Catenaa, Thursday, January 01, 2026-Decentralized finance moved closer to maturity in 2025 as onchain credit growth resumed, institutional capital increased and trading infrastructure strengthened, setting the stage for broader adoption in 2026.
Total outstanding loans across major DeFi lending protocols rose 37.2% year to date, trailing stablecoin market growth but rebounding sharply in the second half as risk appetite returned.
Borrowing accelerated alongside rising asset prices before deleveraging late in the year as valuations softened.
Aave reinforced its lead as the largest lending protocol, expanding its share of total debt to 56.5% through deep liquidity and multichain deployments.
Morpho emerged as the second-largest lender after rapid growth aided by Coinbase integration, while Maple expanded sharply by bringing private credit onchain through tokenized lending pools.
Real-world asset tokenization crossed an adoption threshold. The value of tokenized public-market assets grew to $16.7 billion, driven by US Treasuries, commodities and institutional funds.
BlackRock’s tokenized Treasury fund became a central reserve asset for several onchain products, underscoring rising institutional confidence in blockchain-based distribution.

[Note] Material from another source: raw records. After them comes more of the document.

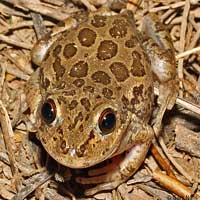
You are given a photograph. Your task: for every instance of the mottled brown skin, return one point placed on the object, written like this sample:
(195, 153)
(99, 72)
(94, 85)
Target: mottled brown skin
(97, 65)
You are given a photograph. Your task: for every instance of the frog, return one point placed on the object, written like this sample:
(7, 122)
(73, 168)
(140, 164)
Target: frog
(92, 97)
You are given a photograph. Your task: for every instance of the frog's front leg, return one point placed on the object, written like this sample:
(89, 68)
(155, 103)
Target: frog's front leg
(124, 166)
(161, 52)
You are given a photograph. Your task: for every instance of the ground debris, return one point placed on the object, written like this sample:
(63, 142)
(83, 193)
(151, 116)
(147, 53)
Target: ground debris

Onchain derivatives also gained momentum. Perpetual futures traded on decentralized exchanges captured 18.7% of total market volume, tripling their share from a year earlier.
Hyperliquid remained the market leader, though new, well-funded competitors intensified pressure through incentives and lower fees.
Prediction markets stayed active after the 2024 US election, with volumes rebounding in 2025 as regulated and onchain platforms expanded distribution and product offerings.
Despite progress, risks remain.
A late-year stablecoin failure exposed how tightly coupled protocols can amplify losses, highlighting the need for stronger safeguards as DeFi scales.